Bu süreçte havaalanı her partiden ve her görüşten yüzbinlerce insanın akın etmesiyle birlikte farklılıkların zenginliğimiz olmasının gururunu yaşadım.

Bir yanda Türk bayrakları, bir yanda Atatürk posterleri, diğer yanda Cumhurbaşkanımızın resimleri, öte yanda üç hilaller...

Aynı dağın yeliyiz biz...

Perşembe günkü yazım üzerine Türkiye Barolar Birliği Başkanı Sayın Prof. Dr. Metin Feyzioğlu aradı. Uzun bir sohbet fırsatımız oldu.

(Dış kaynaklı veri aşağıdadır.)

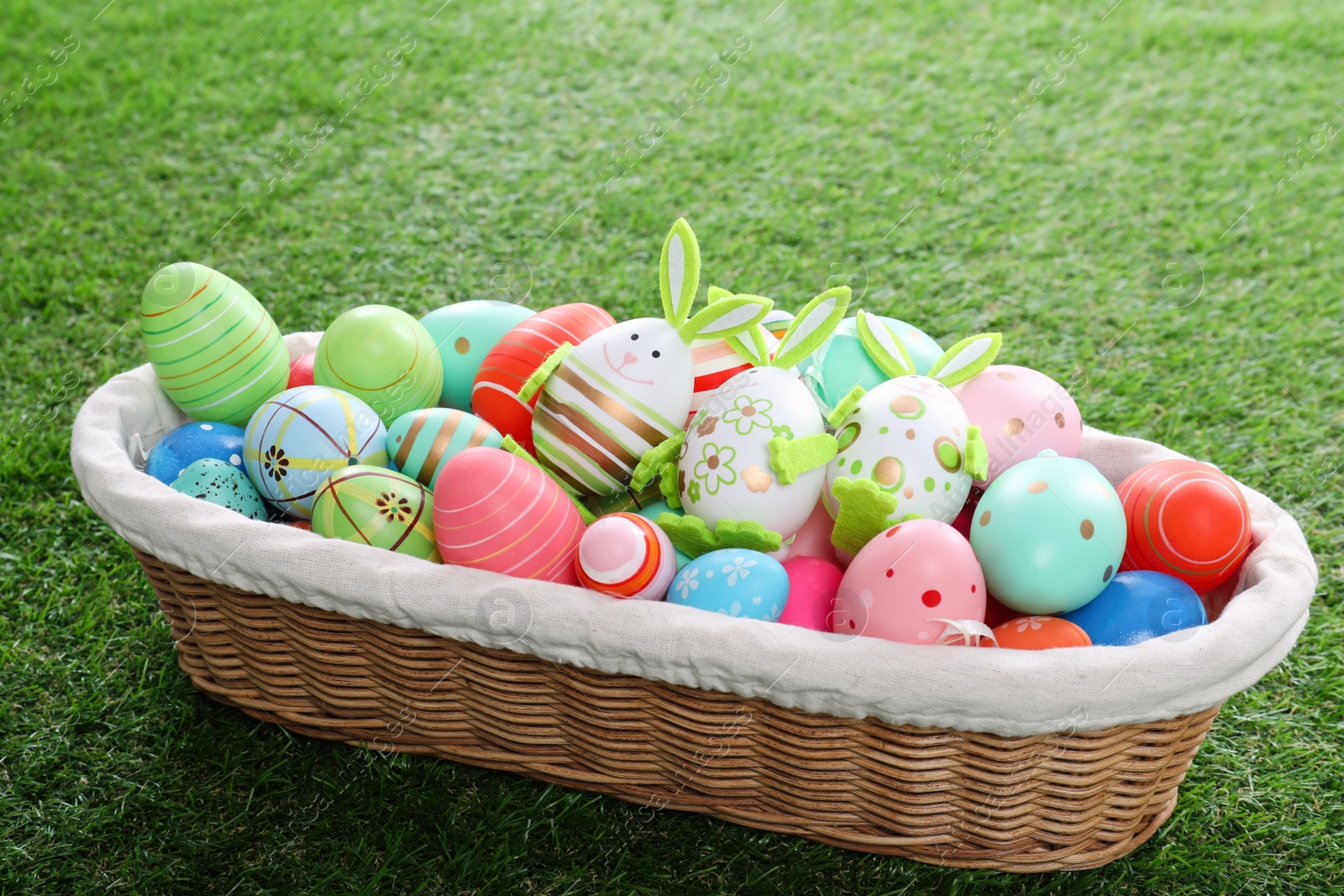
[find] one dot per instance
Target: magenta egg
(907, 582)
(1021, 412)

Metin Hoca’nın önceki gün Sayın Cumhurbaşkanımızı ziyaret ederek, günün kırgınlık değil dayanışma ve birlik günü olduğunu göstermesini çok önemsemiştim.

Maalesef küçük çıkarlarını toplumun üstünde gören, her şeyden bir şey çıkarmaya meraklı klavye delikanlıları zor günlerdeki dayanışmadan bile rahatsız olmuşlar. Halbuki dünün kırgınlıklarını ilelebet sürdürmek kimseye bir fayda sağlamaz. Her zaman dostluğun, kardeşliğin, barışın ve dayanışmanın ihtiyacı içindeyiz. Size bir adım gelene siz bin adım gitmediğiniz sürece huzur ve barış ortamına gidemeyiz.

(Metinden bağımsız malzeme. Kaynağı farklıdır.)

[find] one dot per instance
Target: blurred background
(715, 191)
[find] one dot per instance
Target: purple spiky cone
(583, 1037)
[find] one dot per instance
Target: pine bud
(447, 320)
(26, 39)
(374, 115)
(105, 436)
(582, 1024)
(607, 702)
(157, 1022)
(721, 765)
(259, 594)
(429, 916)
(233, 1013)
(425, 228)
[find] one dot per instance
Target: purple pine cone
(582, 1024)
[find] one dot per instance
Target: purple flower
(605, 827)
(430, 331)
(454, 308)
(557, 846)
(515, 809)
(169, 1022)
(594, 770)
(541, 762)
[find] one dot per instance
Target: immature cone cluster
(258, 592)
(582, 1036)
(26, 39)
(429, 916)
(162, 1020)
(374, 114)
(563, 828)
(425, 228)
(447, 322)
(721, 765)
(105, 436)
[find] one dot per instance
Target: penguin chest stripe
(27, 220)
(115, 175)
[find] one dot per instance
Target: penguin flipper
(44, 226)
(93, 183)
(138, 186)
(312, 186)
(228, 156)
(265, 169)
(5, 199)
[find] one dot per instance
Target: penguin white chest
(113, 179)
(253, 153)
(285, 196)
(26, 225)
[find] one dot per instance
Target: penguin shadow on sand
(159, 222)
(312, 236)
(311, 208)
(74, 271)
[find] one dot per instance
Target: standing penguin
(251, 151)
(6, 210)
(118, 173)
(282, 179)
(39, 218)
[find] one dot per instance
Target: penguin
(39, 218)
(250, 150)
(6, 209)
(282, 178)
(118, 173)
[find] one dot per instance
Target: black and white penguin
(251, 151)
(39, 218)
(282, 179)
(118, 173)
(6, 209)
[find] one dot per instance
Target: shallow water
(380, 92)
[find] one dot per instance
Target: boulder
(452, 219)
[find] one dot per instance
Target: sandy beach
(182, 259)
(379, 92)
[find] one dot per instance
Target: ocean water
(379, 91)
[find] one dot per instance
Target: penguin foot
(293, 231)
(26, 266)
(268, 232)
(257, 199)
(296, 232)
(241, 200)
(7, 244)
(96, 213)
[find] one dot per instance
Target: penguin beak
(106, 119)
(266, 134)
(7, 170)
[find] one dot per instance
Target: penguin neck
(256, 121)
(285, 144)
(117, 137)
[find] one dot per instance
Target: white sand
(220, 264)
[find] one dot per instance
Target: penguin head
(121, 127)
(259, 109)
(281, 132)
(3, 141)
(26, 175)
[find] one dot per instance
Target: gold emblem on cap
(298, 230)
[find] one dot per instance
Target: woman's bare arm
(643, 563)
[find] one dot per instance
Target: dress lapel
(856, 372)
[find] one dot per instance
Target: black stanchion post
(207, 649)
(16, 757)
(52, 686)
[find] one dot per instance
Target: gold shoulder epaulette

Her zaman bu tür oyunbozanlar olacaktır. Önemli olan şey ülkemizin birlik ve beraberlik resminde bir kare olabilmektir.

Türkiye Barolar Birliği Başkanı Sayın Prof. Dr. Metin Feyzioğlu da “15 Temmuz sonrası her şey değişti demiyorum, değişmek zorunda diyorum. Çünkü tehlikenin büyüklüğünü görüyorum” diyor.

Öte yandan İstanbul milletvekilimiz değerli ağabeyim Metin Külünk twitter’dan “Sokağın sesini açın kardeşlerim Barış Manço, Yavıuz Bingöl, Ahmet Kaya da çalsın/Uğur Işılak da/Osman Öztunç da çalsın. BizBirlikteTürkiyeyiz” diyerek her renkten insanımızın demokrasiye ve ülkemize sahip çıkmasını arzuluyor.

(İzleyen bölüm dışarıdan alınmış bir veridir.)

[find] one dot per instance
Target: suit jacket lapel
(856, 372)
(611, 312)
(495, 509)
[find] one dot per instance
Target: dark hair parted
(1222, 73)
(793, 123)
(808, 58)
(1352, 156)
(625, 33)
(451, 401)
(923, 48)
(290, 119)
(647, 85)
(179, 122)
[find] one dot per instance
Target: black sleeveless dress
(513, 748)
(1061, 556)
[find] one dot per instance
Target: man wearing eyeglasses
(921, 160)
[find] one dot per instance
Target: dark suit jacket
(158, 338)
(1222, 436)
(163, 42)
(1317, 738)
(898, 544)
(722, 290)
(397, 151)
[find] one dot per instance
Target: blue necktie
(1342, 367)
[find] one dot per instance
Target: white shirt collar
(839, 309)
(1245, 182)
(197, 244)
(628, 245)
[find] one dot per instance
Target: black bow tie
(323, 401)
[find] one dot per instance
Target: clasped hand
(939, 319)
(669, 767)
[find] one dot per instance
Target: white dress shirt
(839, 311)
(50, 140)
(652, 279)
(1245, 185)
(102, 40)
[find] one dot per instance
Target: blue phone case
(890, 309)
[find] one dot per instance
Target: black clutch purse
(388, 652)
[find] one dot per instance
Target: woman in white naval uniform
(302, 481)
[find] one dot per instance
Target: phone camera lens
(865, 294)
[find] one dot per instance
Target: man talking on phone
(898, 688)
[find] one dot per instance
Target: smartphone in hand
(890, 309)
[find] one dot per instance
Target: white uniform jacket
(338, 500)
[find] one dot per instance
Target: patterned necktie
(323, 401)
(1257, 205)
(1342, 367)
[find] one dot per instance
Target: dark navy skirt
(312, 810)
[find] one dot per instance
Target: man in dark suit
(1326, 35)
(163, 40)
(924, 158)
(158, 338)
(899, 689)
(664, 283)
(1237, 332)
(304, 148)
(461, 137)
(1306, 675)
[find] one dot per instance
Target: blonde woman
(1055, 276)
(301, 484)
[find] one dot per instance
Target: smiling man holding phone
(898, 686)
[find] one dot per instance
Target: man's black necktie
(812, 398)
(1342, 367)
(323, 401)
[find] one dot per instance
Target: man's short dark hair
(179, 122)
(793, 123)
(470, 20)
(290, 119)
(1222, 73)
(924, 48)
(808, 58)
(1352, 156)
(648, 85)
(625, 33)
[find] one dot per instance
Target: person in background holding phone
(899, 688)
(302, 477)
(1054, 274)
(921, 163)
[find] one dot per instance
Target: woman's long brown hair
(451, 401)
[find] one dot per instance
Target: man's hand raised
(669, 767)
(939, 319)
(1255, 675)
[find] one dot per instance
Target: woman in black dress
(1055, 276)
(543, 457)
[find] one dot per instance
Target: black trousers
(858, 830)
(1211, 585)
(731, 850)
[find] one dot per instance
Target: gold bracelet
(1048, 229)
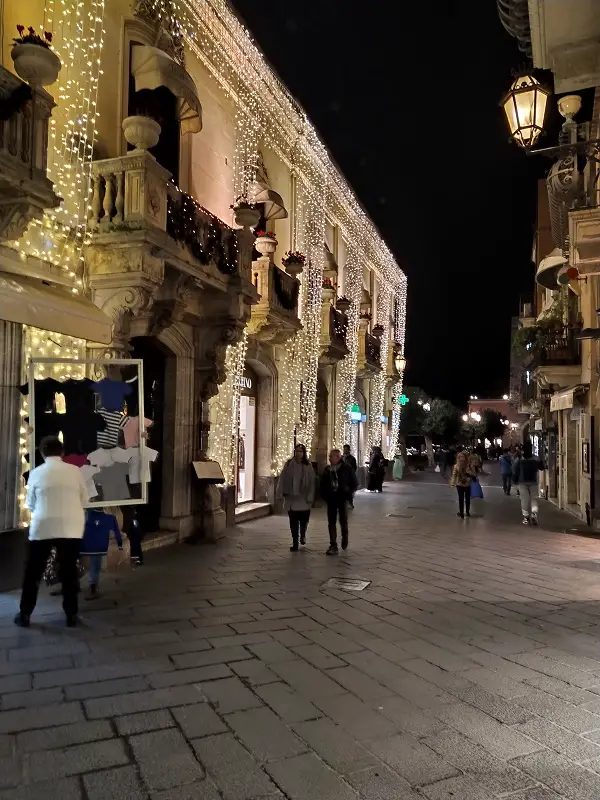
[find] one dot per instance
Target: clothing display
(81, 430)
(113, 420)
(88, 471)
(98, 423)
(112, 393)
(75, 460)
(139, 467)
(131, 430)
(113, 481)
(79, 394)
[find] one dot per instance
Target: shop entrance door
(246, 449)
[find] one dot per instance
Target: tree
(412, 415)
(493, 427)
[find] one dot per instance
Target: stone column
(11, 366)
(178, 445)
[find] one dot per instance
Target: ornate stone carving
(168, 33)
(15, 216)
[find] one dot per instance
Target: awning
(273, 202)
(30, 302)
(561, 401)
(152, 68)
(547, 272)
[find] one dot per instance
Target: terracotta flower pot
(142, 132)
(265, 245)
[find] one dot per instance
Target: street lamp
(525, 108)
(400, 362)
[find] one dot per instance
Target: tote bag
(476, 490)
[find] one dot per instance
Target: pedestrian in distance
(99, 526)
(506, 469)
(351, 461)
(462, 474)
(450, 461)
(56, 495)
(376, 470)
(296, 487)
(525, 476)
(338, 483)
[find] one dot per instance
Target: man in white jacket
(56, 494)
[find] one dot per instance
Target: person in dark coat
(376, 470)
(338, 483)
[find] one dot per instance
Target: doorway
(154, 364)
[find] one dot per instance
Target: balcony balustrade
(25, 190)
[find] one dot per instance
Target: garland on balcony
(207, 241)
(287, 295)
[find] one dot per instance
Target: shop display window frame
(102, 364)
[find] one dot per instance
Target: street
(468, 668)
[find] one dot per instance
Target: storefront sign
(247, 382)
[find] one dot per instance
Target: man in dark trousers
(338, 483)
(351, 461)
(56, 495)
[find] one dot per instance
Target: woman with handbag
(462, 475)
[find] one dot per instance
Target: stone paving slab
(468, 669)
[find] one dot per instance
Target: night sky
(407, 101)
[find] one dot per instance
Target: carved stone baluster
(120, 198)
(108, 205)
(96, 204)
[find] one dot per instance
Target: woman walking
(462, 474)
(296, 487)
(376, 470)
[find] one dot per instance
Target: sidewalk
(469, 668)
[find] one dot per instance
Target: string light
(61, 234)
(44, 344)
(267, 115)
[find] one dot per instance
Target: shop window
(161, 105)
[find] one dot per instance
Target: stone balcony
(25, 190)
(274, 318)
(157, 258)
(557, 362)
(334, 327)
(134, 202)
(369, 353)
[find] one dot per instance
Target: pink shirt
(131, 431)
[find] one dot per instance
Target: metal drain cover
(589, 565)
(346, 584)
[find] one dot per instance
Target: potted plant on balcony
(34, 61)
(141, 130)
(266, 242)
(343, 304)
(246, 214)
(293, 262)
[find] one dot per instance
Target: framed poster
(100, 421)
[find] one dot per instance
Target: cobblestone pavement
(468, 669)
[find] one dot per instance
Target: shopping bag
(476, 490)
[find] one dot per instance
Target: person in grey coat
(296, 487)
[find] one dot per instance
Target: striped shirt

AK Parti’nin çok beğendiğimiz seçim şarkısında da söylendiği gibi,

Aynı yoldan geçmişiz biz,

Aynı sudan içmişiz biz,

Yazımız bir kışımız bir,

Aynı dağın yeliyiz biz...”

Demek ki birliğe, beraberliğe, kardeşliğe çok ihtiyacımız var. Hiç kimseyi ötekileştirmeden, birbirimizi anlayarak ve severek çıkacağız bu karanlık günlerden.

Terör kardeşliği

Terör örgütlerine baktığımızda, DAEŞ, PKK, PYD, PDY/FETÖ, DHKPC vs. hepsi arasında birlik ve dayanışma var. FETÖ üyesi hainler bu örgütleri takip ve kontrol etmek yerine bunlarla işbirliği ve dayanışmanın, devlete saldırtmanın gayreti içinde olmuşlar.

PDY/FETÖ bir yandan DAEŞ’e koordinat verip atış yaptırmış, öbür yandan PKK/PYD’ye patlayıcı madde temin ederek eylemlerinin önünü açmış. Bugünlerde basında geçmiş aylarda/yıllarda bu FETÖ tarafından yapılanlar ortaya çıktığında doğal olarak hepimizde bir kızgınlık ve nefret oluşuyor.

Öyle ya, ortaokuldan itibaren devletin ekmeğiyle büyüyen, donuna kadar devletin karşıladığı bu çocuklar; millet yerine mehdilik safsatalarına kandıkları sümsük bir vaize hizmet ediyor. Beyin ve düşüneme yetenekleri ellerinden alınmış bu mankurtların kamudan, devlet hizmetinden ve hatta mümkünse kamuyla veya kamu adına iş yapan eczane, hastane, avukatlık, yeminli mali müşavirlik, kamusal görevi olan her türlü müşavirliklerden de temizlenmesi temizlenmesi şart.

Geriye dönüşe imkan verilse

Bugüne kadar gerek TSK, gerek emniyet ve gerekse de diğer kamu kurumlarında mobbing’e maruz kalan, sistematik olarak istifaya zorlanan, her türlü hakaret ve aşağılayıcı muameleye maruz kalan askeri ve polis okulu öğrencileri, memur ve kamu görevlilerine kamu hizmetine dönüş için bir fırsat verilmelidir. Bunların içinde yapılacak soruşturma sonucuna göre kamu hizmetine dönmesinde sakınca olmayanların mağduriyetlerini giderecek bir KHK düzenlemesi yapılmalıdır. Ayrıca, FETÖ’cüler tarafından sicili bozulan, çeşitli bahanelerle görevde yükselmesi engellenen memurlara da bir sicil affı getirilmelidir. Devletimiz vatandaşıyla barışmalıdır.

Basında Genelkurmay Başkanımız Org. Hulusi Akar Paşa’nın 2012 yılında yakın koruma görevinden FETÖ’cüler tarafından 4 ay sonra sistematik baskıyla Özel Kuvvetler Komutanlığı’ndan uzaklaştırılan FETÖ mağduru 38 yaşındaki Kıdemli Başçavuş Ali Rıza İnanç’a da, yeni bir şans verilmelidir.